Review: Claiming My Place by Planaria Price


Note: I received a copy of this book in exchange for an unpaid review.

The Story

A young Jewish girl in Poland grows up in the 1920s and 1930s during the rise of anti-antisemitism and the coming to power of the Nazis in Germany.  Blessed with blonde hair she changes her name and hides in plain sight to survive. Along the way she tells the story of her education, her interest in Zionism and of the events happening around her to restrict and then end the lives of Europe’s Jews.

My Thoughts

This is a memoir for young people and is while sensitively written, it neither sensationalizes nor sugar-coats the story of real people enduring the true horrors of the Nazi regime and Hitler’s final solution. Students will easily see parallels in today’s world.

“Anti-semitism is so easy to foment. Humans all fear the Other. Is it because we Jews keep together in our neighborhoods, and often speak our own language? Because we eat different food, because we dress differently, because we work so hard and are so successful? I don’t understand why we are so suspected, so despised, but I know we are”   (p. 45).

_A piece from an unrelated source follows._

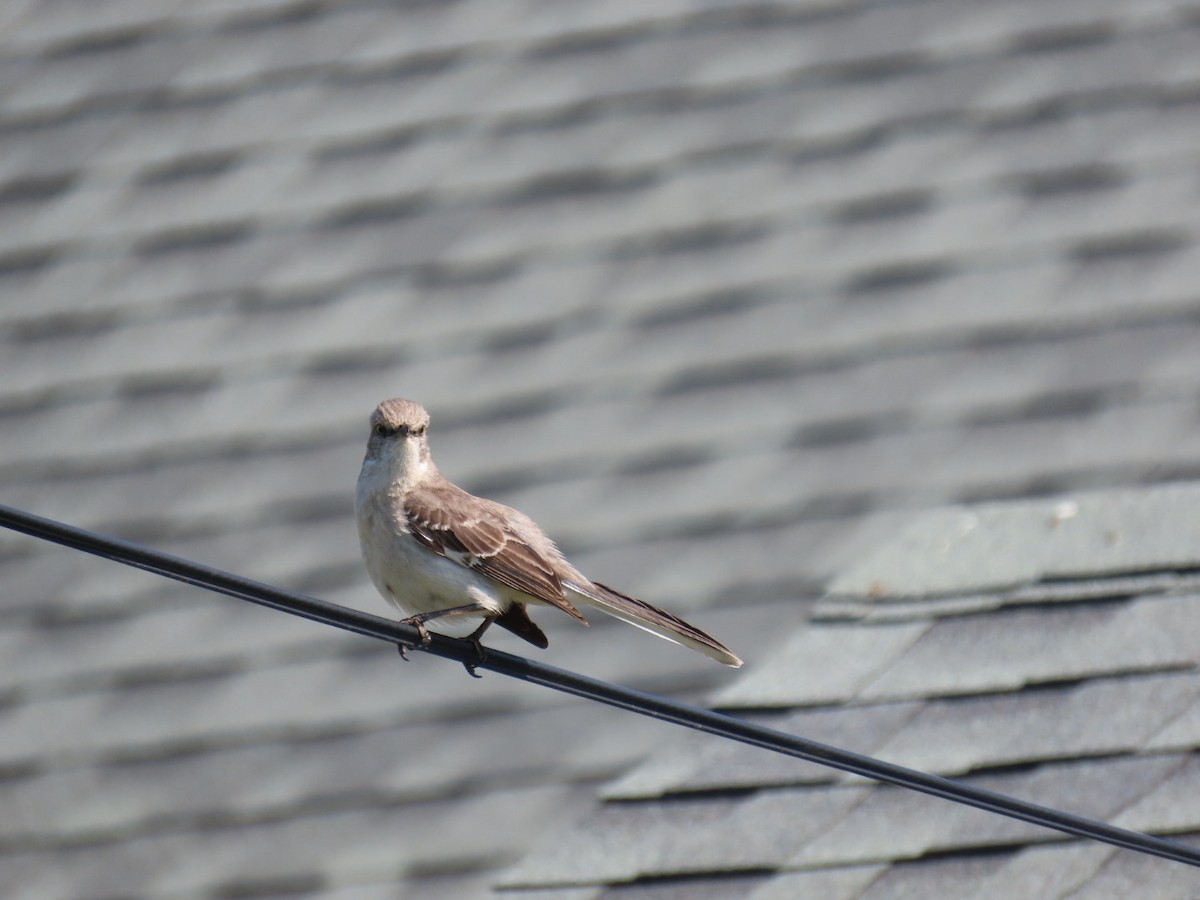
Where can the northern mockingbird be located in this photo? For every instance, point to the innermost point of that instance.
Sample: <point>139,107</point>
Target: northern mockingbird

Students may recognize similar ideas: The Nuremberg laws and our own Jim Crow laws. The forced relocation of the Jews and our Trail of Tears. The concentration camps [albeit not the death camps and final solution] and our Native American reservations and Japanese internment camps. They may see the way propaganda is used to vilify. In the after-war story, they may recognize those held at our Mexican border or see refugees held in European countries or on off-shore islands as the Displaced Persons of the post-war period.

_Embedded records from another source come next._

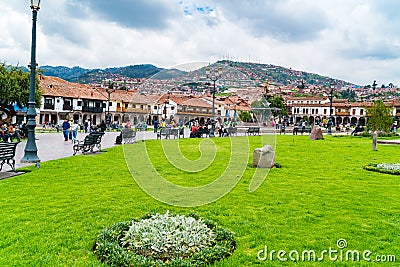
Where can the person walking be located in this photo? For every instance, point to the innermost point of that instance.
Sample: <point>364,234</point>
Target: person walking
<point>66,126</point>
<point>74,130</point>
<point>155,126</point>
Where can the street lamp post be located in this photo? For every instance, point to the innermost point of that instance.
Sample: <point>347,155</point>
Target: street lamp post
<point>109,91</point>
<point>330,109</point>
<point>214,76</point>
<point>30,155</point>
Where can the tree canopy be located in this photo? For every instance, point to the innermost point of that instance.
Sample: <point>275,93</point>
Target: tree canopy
<point>379,117</point>
<point>14,86</point>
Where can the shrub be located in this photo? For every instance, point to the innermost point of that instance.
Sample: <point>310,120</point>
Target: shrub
<point>162,240</point>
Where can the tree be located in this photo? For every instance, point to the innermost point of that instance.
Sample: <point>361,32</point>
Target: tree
<point>277,102</point>
<point>15,86</point>
<point>379,117</point>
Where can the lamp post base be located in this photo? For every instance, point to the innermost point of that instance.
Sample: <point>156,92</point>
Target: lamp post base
<point>30,157</point>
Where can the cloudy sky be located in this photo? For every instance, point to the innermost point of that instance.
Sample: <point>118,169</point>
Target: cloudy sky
<point>354,40</point>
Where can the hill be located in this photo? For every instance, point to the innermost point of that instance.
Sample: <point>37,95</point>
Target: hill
<point>255,71</point>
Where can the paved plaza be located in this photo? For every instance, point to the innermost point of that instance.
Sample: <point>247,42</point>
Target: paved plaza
<point>52,146</point>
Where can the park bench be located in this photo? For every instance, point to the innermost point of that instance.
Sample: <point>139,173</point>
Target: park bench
<point>177,132</point>
<point>301,129</point>
<point>165,131</point>
<point>358,129</point>
<point>230,131</point>
<point>141,127</point>
<point>253,130</point>
<point>91,141</point>
<point>7,154</point>
<point>282,129</point>
<point>128,136</point>
<point>203,131</point>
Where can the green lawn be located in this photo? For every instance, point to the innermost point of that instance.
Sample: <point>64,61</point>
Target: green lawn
<point>51,216</point>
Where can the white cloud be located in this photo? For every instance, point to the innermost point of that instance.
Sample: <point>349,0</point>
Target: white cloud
<point>352,40</point>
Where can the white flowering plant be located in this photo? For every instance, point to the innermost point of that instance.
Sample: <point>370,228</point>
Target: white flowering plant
<point>164,240</point>
<point>389,168</point>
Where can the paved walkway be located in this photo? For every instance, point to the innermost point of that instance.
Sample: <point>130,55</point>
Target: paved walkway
<point>52,146</point>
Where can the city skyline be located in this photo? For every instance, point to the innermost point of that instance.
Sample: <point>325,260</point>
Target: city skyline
<point>356,42</point>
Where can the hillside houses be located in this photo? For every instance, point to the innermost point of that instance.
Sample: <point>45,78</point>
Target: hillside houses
<point>80,102</point>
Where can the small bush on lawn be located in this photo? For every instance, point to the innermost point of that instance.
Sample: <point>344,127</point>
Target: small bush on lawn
<point>163,240</point>
<point>389,168</point>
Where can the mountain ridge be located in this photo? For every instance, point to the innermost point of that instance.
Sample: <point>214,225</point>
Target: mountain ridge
<point>257,71</point>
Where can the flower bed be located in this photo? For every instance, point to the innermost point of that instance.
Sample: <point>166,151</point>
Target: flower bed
<point>164,240</point>
<point>389,168</point>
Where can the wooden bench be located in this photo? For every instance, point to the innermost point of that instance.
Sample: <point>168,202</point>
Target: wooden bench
<point>282,129</point>
<point>141,127</point>
<point>7,154</point>
<point>91,141</point>
<point>165,131</point>
<point>203,131</point>
<point>128,136</point>
<point>301,129</point>
<point>230,131</point>
<point>253,130</point>
<point>177,132</point>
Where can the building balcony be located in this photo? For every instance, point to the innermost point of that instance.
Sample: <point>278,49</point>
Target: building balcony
<point>48,106</point>
<point>137,110</point>
<point>119,109</point>
<point>67,107</point>
<point>92,109</point>
<point>342,113</point>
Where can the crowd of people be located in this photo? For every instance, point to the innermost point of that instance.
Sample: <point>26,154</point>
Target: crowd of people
<point>197,129</point>
<point>9,132</point>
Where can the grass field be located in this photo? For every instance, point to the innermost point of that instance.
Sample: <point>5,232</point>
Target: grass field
<point>51,216</point>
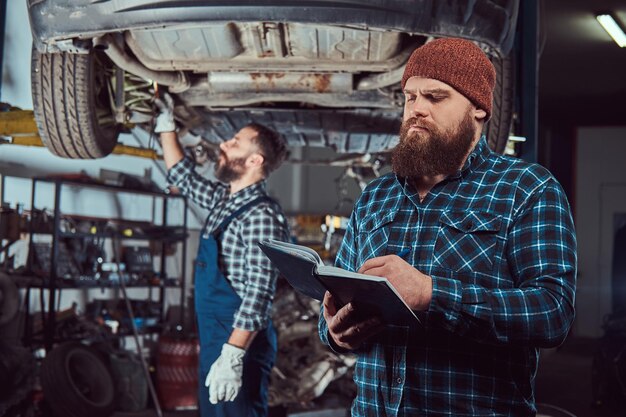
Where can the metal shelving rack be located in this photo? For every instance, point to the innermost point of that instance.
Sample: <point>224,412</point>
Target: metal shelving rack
<point>53,283</point>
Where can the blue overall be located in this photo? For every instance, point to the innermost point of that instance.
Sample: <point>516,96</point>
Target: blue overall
<point>216,303</point>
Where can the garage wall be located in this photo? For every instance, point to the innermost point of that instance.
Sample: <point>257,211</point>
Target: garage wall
<point>600,203</point>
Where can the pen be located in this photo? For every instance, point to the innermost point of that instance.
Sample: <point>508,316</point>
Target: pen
<point>404,252</point>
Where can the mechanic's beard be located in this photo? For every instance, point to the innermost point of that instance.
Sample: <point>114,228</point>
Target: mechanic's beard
<point>433,152</point>
<point>229,170</point>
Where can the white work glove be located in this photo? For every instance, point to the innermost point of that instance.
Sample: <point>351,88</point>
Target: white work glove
<point>165,119</point>
<point>224,377</point>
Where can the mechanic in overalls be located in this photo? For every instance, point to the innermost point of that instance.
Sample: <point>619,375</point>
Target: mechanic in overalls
<point>234,281</point>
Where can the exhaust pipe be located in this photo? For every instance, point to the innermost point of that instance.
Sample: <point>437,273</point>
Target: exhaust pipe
<point>176,81</point>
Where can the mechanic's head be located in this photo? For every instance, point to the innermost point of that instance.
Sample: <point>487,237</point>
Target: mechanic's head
<point>271,145</point>
<point>448,87</point>
<point>460,64</point>
<point>255,151</point>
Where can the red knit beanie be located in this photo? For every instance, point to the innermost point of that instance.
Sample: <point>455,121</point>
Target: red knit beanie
<point>458,63</point>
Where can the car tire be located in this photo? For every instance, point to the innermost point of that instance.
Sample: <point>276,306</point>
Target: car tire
<point>72,105</point>
<point>498,128</point>
<point>76,382</point>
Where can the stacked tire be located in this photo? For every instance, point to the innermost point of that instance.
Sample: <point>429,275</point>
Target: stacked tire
<point>76,382</point>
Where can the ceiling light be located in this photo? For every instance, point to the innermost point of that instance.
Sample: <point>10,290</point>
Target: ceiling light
<point>610,25</point>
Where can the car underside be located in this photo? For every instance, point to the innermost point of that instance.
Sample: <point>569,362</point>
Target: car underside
<point>321,73</point>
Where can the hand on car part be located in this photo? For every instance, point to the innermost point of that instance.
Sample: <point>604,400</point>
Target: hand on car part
<point>348,326</point>
<point>224,377</point>
<point>415,287</point>
<point>165,119</point>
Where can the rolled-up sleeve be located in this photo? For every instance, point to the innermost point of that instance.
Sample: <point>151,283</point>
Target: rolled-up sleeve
<point>541,253</point>
<point>260,275</point>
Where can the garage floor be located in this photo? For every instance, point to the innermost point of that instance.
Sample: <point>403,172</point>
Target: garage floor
<point>563,383</point>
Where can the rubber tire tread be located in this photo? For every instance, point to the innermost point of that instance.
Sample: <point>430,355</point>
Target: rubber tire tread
<point>64,106</point>
<point>60,392</point>
<point>498,128</point>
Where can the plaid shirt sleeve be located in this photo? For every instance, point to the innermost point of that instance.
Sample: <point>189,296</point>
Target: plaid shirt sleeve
<point>541,253</point>
<point>262,222</point>
<point>346,259</point>
<point>194,186</point>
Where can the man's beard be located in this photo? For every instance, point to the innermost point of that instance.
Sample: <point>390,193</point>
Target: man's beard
<point>229,170</point>
<point>433,152</point>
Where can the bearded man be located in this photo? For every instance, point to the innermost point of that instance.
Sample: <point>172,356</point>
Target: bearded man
<point>491,267</point>
<point>234,282</point>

This story personalizes the helplessness of the Jews and their situation. Gucia/Basia was a normal girl, with hopes, dreams, boyfriends, family, going to school, then to college and then…. She endures being forced to attend Jewish schools, forced to sit at the back of the classroom in college, forced to watch as more and more Jewish students are deliberately failed in their college exams and then the Nazi’s invade Poland. This shows how quickly things can change. An example in the USA today of such change would be the incredible speed with which change has been had for transgender acceptance. While not a death threat to anyone, it is a good issue for a speed comparison.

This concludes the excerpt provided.